KAMUDA EN DÜŞÜK MAAŞ ÖĞRETMENLERİN
Öğretmenlerin kamu işçileri, polis, zabıta, teknisyen, tekniker,
subay, astsubay, uzman çavuş, imam, postacı, mühendis, doktor,
bekçi, belediye otobüs şoförü, orman muhafaza memuru, makam şoförü,
hemşire, ebe gibi diğer kamu çalışanları arasında en düşük ücreti
alıyor. 666 Sayılı KHK ile hakları yenilen öğretmenler geçim
sıkıntısı içerisindedir.
Hükümetten öğretmenlik mesleğini onurlandırmasını ve iadei itibar
politikalarıyla öğretmenliği tekrar seçkin bir meslek haline
getirmesini istiyoruz. Öğretmenlerin sorunlarına lafla değil
gerçekçi çözümler üreten somut girişimlerde bulunmasını bekliyoruz.

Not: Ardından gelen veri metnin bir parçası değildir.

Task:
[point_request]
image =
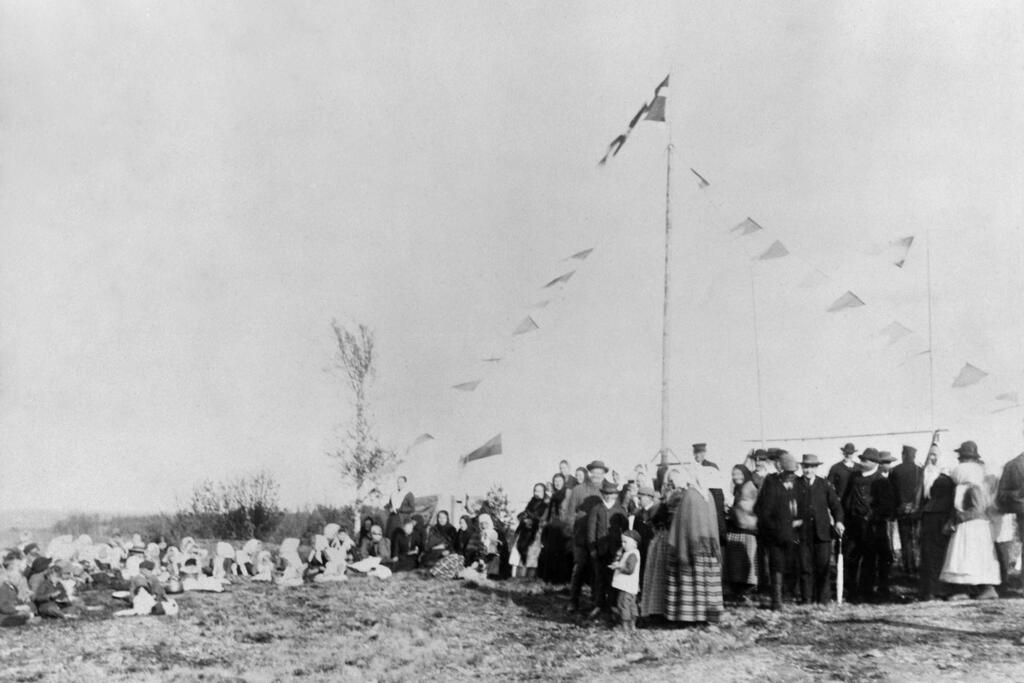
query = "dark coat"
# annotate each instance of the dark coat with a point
(1010, 495)
(815, 502)
(774, 513)
(604, 528)
(578, 505)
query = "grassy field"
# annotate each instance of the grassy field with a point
(411, 628)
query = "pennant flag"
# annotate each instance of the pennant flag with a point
(492, 447)
(647, 112)
(895, 331)
(526, 326)
(560, 280)
(777, 250)
(812, 280)
(848, 300)
(900, 249)
(701, 181)
(581, 255)
(422, 438)
(969, 375)
(749, 226)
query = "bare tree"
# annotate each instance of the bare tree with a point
(361, 460)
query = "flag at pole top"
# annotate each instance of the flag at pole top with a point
(652, 111)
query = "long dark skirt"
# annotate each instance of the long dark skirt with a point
(555, 563)
(653, 601)
(933, 550)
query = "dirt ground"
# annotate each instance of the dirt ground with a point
(411, 628)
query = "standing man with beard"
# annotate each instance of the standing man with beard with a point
(577, 507)
(868, 506)
(819, 505)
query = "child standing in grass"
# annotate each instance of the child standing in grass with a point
(626, 581)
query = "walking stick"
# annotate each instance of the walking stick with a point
(839, 572)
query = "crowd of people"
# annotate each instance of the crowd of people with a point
(671, 545)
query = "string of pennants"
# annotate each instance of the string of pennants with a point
(897, 253)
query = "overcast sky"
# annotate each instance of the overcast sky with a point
(190, 191)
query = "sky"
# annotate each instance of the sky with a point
(190, 193)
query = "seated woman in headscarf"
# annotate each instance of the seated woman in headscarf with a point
(693, 579)
(440, 541)
(526, 547)
(403, 550)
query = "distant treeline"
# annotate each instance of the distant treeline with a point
(239, 509)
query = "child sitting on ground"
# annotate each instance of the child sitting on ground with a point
(626, 581)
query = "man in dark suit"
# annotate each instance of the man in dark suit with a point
(577, 507)
(606, 522)
(868, 505)
(778, 521)
(816, 501)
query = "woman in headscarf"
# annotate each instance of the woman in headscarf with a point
(741, 539)
(693, 573)
(971, 559)
(440, 541)
(555, 563)
(526, 545)
(653, 596)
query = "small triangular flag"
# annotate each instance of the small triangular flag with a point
(581, 255)
(777, 250)
(848, 300)
(900, 249)
(527, 325)
(492, 447)
(701, 181)
(749, 226)
(969, 375)
(560, 280)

AB üye ve aday ülkeler içerisinde siyaset hakkı verilmeyen
öğretmenlerin yalnızca Türk Öğretmenleri olduğunu hükümet
yetkililerine tekrar hatırlatmak isterim.
İKRAMİYEMİZİ İSTİYORUZ!
Göreve gelir gelmez öğretmenlik mesleğinin onur ve kutsallığına
dönük pozitif yaklaşımlar sergileyen, öğretmenlere moral ve
motivasyon vermeye çalışan Milli Eğitim Bakanı Sayın Nabi Avcı’dan
‘Öğretmenlerin Bakanı’ olduğunu gösteren açılım ve çalışmalar
bekliyoruz.
18. Milli Eğitim Şurasında sendikamız sayesinde alınan karar gereği
tüm eğitim çalışanlarının maaşına Öğretmenler Günü dolayısıyla
seyyanen bir maaş tutarında ikramiye verilerek öğretmen maaşları
bir miktar iyileştirilmelidir.
Taşra ve büyük kentlerdeki öğretmen açığını gidermek ve buralarda
görev yapmayı özendirmek için 250 TL mahrumiyet tazminatı
ödenmelidir. Öğle yemeği servisi yapılmayan eğitim kuruluşları da
dâhil tüm eğitim çalışanlarına öğle yemeği bedeli olarak 7,5 TL
yemek yardımı yapılmalıdır. Eğitim çalışanlarının emekli maaşlarına
ve emekli ikramiyelerine doğrudan etkileyen ek göstergeler
yükseltilmelidir.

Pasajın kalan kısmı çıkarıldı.